Asia-Pacific economies have paid a heavy price for the uncertainty in economic and fiscal policies in the euro zone and the United States over the past five years. The Survey estimates this has involved a 3 per cent loss in Asia-Pacific GDP, equivalent to an output loss of $870 billion.

“In the past few years, the world economy has been characterized not only by lower growth but also by increased economic uncertainty. Near-term economic prospects have become more unpredictable, with sharp upward and downward revisions in growth projections. Policy uncertainty in developed economies is the main factor behind this environment,” says the Survey.

Uncertainty in advanced economies delays consumer spending and business expansion, tightens credit flow and triggers massive inflows and sudden outflows of foreign capital, especially in emerging Asia-Pacific economies.

Economic uncertainty has also increased within the Asia-Pacific region in recent years as evident in the volatility of daily stock market indices and the rapid destocking and restocking of inventories. Changes in inventories as a share of GDP were more pronounced during 2008-2009 in Malaysia, Republic of Korea, Thailand and Hong Kong (China).

Lower levels of economic volatility support growth by boosting market confidence and reducing bond market distress. In the Philippines, Turkey and Hong Kong (China), the estimated annual reductions in GDP caused by volatility linked to economic uncertainty in developed countries are found to range from 7 to 9 per cent. ESCAP analysis shows that a relatively modest improvement in market confidence and reduction in bond market distress can have a sizeable positive impact on GDP growth.

Governments can use countercyclical and proactive fiscal and supportive financial policies to offset the adverse impact of policy uncertainty in the developed world. Governments should design these policies in such a way that the measures also address long-term issues such as infrastructure shortages, including access to modern energy, preserving and improving skills of the workforce and other development deficits.

These country-level policy responses can strengthen market optimism and reduce financial risks.

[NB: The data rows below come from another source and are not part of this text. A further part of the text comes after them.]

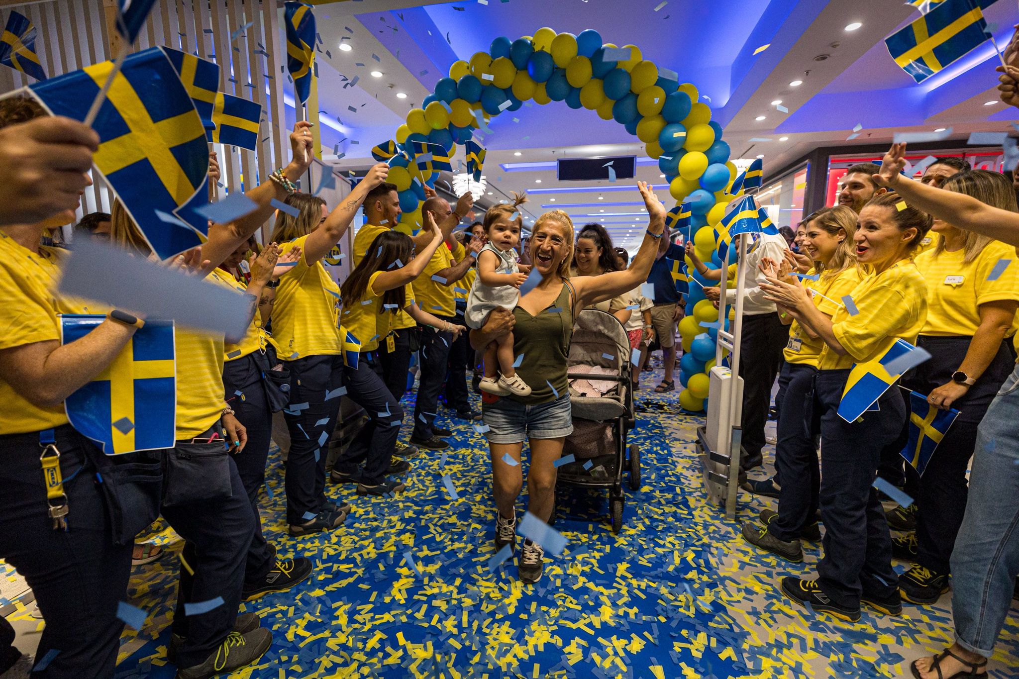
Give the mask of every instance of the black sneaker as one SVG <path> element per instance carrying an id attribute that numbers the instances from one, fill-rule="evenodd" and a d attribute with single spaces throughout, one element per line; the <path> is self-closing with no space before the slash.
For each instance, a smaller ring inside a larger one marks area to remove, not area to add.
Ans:
<path id="1" fill-rule="evenodd" d="M 389 461 L 389 468 L 386 469 L 386 474 L 390 474 L 393 476 L 403 476 L 410 470 L 411 470 L 410 462 L 408 462 L 407 460 L 395 459 Z"/>
<path id="2" fill-rule="evenodd" d="M 387 480 L 381 484 L 358 484 L 358 495 L 392 495 L 403 493 L 407 486 L 398 480 Z"/>
<path id="3" fill-rule="evenodd" d="M 779 512 L 773 509 L 765 509 L 760 513 L 761 523 L 767 525 L 775 518 L 777 518 Z M 811 543 L 821 542 L 821 528 L 817 525 L 817 521 L 808 524 L 806 527 L 800 530 L 800 537 Z"/>
<path id="4" fill-rule="evenodd" d="M 949 590 L 949 576 L 913 566 L 899 576 L 899 590 L 910 604 L 934 604 Z"/>
<path id="5" fill-rule="evenodd" d="M 270 591 L 284 591 L 311 574 L 311 559 L 305 557 L 276 559 L 276 565 L 266 573 L 262 580 L 252 583 L 245 582 L 245 586 L 240 590 L 240 598 L 245 601 L 251 601 Z"/>
<path id="6" fill-rule="evenodd" d="M 909 507 L 896 507 L 884 512 L 884 518 L 889 522 L 889 527 L 893 530 L 911 532 L 916 530 L 916 503 Z"/>
<path id="7" fill-rule="evenodd" d="M 261 626 L 262 618 L 257 613 L 238 613 L 233 621 L 233 631 L 239 634 L 245 634 Z M 180 644 L 184 642 L 184 638 L 186 637 L 171 633 L 170 641 L 166 644 L 166 660 L 174 665 L 177 664 L 177 652 L 180 650 Z"/>
<path id="8" fill-rule="evenodd" d="M 291 523 L 288 530 L 291 535 L 310 535 L 314 532 L 331 530 L 346 520 L 346 512 L 319 512 L 315 518 L 307 523 Z"/>
<path id="9" fill-rule="evenodd" d="M 505 519 L 502 518 L 502 514 L 496 512 L 495 550 L 501 550 L 506 545 L 509 546 L 509 549 L 517 550 L 517 517 Z"/>
<path id="10" fill-rule="evenodd" d="M 210 679 L 218 674 L 239 670 L 258 662 L 271 645 L 272 632 L 265 627 L 257 627 L 244 634 L 230 632 L 204 663 L 178 668 L 176 679 Z"/>
<path id="11" fill-rule="evenodd" d="M 892 539 L 892 557 L 900 561 L 916 562 L 919 548 L 916 545 L 916 533 Z"/>
<path id="12" fill-rule="evenodd" d="M 800 548 L 800 541 L 798 540 L 791 542 L 779 540 L 768 532 L 766 525 L 761 527 L 749 521 L 743 524 L 742 532 L 743 540 L 755 547 L 759 547 L 765 552 L 770 552 L 793 563 L 803 561 L 803 550 Z"/>
<path id="13" fill-rule="evenodd" d="M 530 539 L 525 540 L 517 571 L 520 574 L 520 579 L 533 584 L 541 579 L 541 573 L 544 569 L 545 551 L 537 543 L 532 543 Z"/>
<path id="14" fill-rule="evenodd" d="M 411 443 L 416 444 L 421 448 L 427 448 L 428 450 L 445 450 L 449 447 L 448 441 L 443 441 L 434 434 L 431 439 L 416 439 L 412 436 Z"/>
<path id="15" fill-rule="evenodd" d="M 804 608 L 809 607 L 817 613 L 827 613 L 848 622 L 857 622 L 860 619 L 859 608 L 850 609 L 839 606 L 821 590 L 817 580 L 784 577 L 781 588 L 784 595 Z"/>

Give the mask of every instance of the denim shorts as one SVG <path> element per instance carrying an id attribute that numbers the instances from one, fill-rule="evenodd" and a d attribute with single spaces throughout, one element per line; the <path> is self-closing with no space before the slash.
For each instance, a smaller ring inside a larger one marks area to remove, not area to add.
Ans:
<path id="1" fill-rule="evenodd" d="M 573 434 L 570 395 L 554 401 L 526 405 L 508 398 L 482 403 L 488 443 L 523 443 L 527 439 L 560 439 Z"/>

ESCAP estimates show that proactive fiscal and financial policies could, on average, reduce by 75 per cent, the economic output loss caused by policy uncertainty in developed countries and significantly moderate the resulting loss in employment.

Thus, an estimated 2.6 million jobs a year could be saved in China and as many 800,000 a year in the Russian Federation through proactive policies to counter the impact of economic policy uncertainty in developed countries.